Over the last ten years, the Defense Department has spent many millions of dollars on a new computer technology called "program verification" - a branch of computer science whose business, in its own terms, is to "prove programs correct" . [...]
What, we do well to ask, does this new technology mean? How good are we at it? For example, if the 1960 warning system had been proven correct (which it was not), could we have avoided the problem with the moon? If it were possible to prove that the programs being written to control automatic launch-on-warning systems were correct, would that mean there could not be a catastrophic accident? In systems now being proposed computers will make launching decisions in a matter of seconds, with no time for any human intervention (let alone for musings about Kruschev's being in New York). Do the techniques of program verification hold enough promise so that, if these new systems could all be proven correct, we could all sleep more easily at night?
- The Limits Of Correctness, by Brian Cantwell-Smith
Spoiler: the answer to Cantwell-Smith’s question is “no”. No amount of program verification would solve the moonrise problem. The fundamental problem with program verification, as Cantwell-Smith explains quite well, is that one can only verify that the program matches a specification, not that the specification does what one wants in the real world. And in practice, the specification is not much more likely to be correct than the program itself. If the engineers didn’t realize they need to account for moonrise when writing the program, they’re not going to realize they need to account for moonrise when writing the spec either.
… and yet, I claim that the moonrise problem is not completely intractable in-principle. It is possible in-principle to write nuclear warning software which will correctly handle moonrises and all the other complications of the real world, without the engineers needing to know about all those complications in advance, without needing exhaustive data on all those complications in advance, and without just guessing that e.g. a machine learning system will generalize off-distribution in the intended way. It is possible in-principle to prove “robust correctness” - to prove that a nuclear warning system will (with high probability) continue to operate as intended even in novel unplanned-for situations. Though of course such a proof would look nothing like today’s “program verification”, and indeed would probably not draw on program verification theory or tools at all.

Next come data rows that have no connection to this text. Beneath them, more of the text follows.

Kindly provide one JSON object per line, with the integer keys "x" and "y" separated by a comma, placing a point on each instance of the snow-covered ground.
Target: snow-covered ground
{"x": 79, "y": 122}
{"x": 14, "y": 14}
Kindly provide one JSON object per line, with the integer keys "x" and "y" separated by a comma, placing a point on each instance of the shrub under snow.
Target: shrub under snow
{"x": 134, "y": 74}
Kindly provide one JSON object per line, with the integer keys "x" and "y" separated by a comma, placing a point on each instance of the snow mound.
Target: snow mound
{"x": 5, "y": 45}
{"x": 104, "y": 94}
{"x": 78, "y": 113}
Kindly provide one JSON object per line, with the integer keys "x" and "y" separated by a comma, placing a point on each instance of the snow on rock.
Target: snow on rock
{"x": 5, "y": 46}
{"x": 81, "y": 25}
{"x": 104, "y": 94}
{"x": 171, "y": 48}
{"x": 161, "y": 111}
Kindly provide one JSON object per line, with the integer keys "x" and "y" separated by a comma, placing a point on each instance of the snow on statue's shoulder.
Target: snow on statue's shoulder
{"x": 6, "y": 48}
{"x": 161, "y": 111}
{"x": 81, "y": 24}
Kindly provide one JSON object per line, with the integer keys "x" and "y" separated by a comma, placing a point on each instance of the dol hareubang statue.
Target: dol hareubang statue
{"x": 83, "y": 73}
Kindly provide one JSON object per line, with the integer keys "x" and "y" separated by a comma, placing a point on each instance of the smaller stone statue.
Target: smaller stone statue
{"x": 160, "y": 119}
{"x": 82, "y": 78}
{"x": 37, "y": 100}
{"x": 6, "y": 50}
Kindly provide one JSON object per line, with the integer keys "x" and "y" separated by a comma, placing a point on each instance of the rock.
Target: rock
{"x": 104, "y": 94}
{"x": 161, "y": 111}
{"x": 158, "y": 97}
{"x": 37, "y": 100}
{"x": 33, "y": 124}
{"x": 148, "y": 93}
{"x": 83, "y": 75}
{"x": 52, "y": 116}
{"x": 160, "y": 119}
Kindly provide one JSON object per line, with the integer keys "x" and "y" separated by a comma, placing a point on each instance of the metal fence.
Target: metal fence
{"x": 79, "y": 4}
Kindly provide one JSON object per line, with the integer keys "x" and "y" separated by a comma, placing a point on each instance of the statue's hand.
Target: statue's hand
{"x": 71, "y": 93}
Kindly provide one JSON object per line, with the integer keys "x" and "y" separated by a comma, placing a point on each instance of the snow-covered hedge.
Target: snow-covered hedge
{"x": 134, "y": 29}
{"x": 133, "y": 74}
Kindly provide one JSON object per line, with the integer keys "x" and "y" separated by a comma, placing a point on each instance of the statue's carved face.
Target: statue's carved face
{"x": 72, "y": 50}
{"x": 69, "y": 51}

This post will sketch what I imagine such a system and proof might look like, and its limitations.
I’m going to assume a particular ML architecture, not because I think it’s a necessary or likely way for a moonrise-robust system to work, but rather just to have a concrete picture in mind.
At a very high level, today’s image models take in a whole bunch of independent normally-distributed noise, run it through a learned function, and spits out a realistic-looking image. We’ll imagine something like that, but with more data modalities: a generative model which takes in a bunch of independent noise, runs it through a learned function, and spits out realistic-looking data across all of its modalities, be it images (e.g. satellite surveillance), text (e.g. newspaper headings including Khrushchev's travels), radar readings, etc, etc.
Like today’s image generators, such a system can also be used in-principle for prediction rather than generation. It’s a generative probabilistic model; the function defining its distribution P[data] may be complicated, but in principle one can do all the normal probability things with it.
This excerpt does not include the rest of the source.